[llvm] 0693e82 - AMDGPU/GlobalISel: Do a better job splitting 64-bit G_SEXT_INREG
Matt Arsenault via llvm-commits
llvm-commits at lists.llvm.org
Tue Feb 4 13:24:07 PST 2020
Author: Matt Arsenault
Date: 2020-02-04T13:23:53-08:00
New Revision: 0693e827ed3ce081771366e29f5ece025e42a3d2
URL: https://github.com/llvm/llvm-project/commit/0693e827ed3ce081771366e29f5ece025e42a3d2
DIFF: https://github.com/llvm/llvm-project/commit/0693e827ed3ce081771366e29f5ece025e42a3d2.diff
LOG: AMDGPU/GlobalISel: Do a better job splitting 64-bit G_SEXT_INREG
We don't need to expand to full shifts for the > 32-bit case.
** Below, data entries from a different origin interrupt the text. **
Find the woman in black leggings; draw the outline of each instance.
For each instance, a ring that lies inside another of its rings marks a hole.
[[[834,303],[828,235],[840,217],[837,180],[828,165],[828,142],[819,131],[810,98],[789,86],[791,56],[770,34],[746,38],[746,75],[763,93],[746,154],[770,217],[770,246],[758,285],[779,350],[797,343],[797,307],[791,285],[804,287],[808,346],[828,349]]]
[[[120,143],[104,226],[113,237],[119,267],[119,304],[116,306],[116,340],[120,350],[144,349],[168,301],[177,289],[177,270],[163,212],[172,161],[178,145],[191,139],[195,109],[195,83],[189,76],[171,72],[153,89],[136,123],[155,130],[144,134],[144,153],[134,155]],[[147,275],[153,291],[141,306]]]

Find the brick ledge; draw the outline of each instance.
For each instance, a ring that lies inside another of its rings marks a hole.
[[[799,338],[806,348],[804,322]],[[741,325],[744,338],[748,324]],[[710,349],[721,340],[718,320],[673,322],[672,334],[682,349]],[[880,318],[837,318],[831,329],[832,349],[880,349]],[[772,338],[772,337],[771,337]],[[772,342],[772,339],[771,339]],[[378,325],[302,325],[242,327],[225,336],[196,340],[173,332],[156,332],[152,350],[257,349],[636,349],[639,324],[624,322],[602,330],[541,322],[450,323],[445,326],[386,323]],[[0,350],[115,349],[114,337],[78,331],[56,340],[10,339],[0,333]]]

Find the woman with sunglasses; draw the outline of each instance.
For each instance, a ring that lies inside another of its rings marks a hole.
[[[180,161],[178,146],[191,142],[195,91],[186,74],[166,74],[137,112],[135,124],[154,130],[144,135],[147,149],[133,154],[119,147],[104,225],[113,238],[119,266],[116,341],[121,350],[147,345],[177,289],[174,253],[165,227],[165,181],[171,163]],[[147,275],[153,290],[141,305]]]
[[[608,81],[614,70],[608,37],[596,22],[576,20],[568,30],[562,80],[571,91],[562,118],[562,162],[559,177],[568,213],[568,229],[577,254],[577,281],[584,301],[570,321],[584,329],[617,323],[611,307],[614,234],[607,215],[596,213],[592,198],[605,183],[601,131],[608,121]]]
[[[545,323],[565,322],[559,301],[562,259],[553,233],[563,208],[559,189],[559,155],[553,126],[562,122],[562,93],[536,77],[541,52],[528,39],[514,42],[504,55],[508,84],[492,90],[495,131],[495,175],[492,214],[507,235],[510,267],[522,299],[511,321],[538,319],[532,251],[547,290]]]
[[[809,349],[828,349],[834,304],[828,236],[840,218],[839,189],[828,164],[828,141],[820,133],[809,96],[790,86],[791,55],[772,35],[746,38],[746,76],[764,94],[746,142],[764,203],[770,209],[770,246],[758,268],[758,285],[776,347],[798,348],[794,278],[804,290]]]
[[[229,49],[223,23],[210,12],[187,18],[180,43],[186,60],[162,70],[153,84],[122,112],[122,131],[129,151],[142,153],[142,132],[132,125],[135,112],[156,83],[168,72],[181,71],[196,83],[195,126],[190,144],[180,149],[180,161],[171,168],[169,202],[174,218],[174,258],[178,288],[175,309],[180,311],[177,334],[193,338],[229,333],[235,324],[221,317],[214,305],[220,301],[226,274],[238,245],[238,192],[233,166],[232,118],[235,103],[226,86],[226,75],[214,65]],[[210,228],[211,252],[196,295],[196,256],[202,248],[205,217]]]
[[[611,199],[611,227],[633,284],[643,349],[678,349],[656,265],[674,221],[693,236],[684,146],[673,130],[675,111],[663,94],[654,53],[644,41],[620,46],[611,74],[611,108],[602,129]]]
This
just switches to a sext_inreg of the high half.
Added:
Modified:
llvm/lib/Target/AMDGPU/AMDGPURegisterBankInfo.cpp
llvm/test/CodeGen/AMDGPU/GlobalISel/regbankselect-sext-inreg.mir
Removed:
################################################################################
diff --git a/llvm/lib/Target/AMDGPU/AMDGPURegisterBankInfo.cpp b/llvm/lib/Target/AMDGPU/AMDGPURegisterBankInfo.cpp
index 5dabd8b83a82..4943f99afa73 100644
--- a/llvm/lib/Target/AMDGPU/AMDGPURegisterBankInfo.cpp
+++ b/llvm/lib/Target/AMDGPU/AMDGPURegisterBankInfo.cpp
@@ -1799,53 +1799,39 @@ void AMDGPURegisterBankInfo::applyMappingImpl(
return;
}
case AMDGPU::G_SEXT_INREG: {
- const RegisterBank *SrcBank =
- OpdMapper.getInstrMapping().getOperandMapping(1).BreakDown[0].RegBank;
-
- // We can directly handle all 64-bit cases with s_bfe_i64.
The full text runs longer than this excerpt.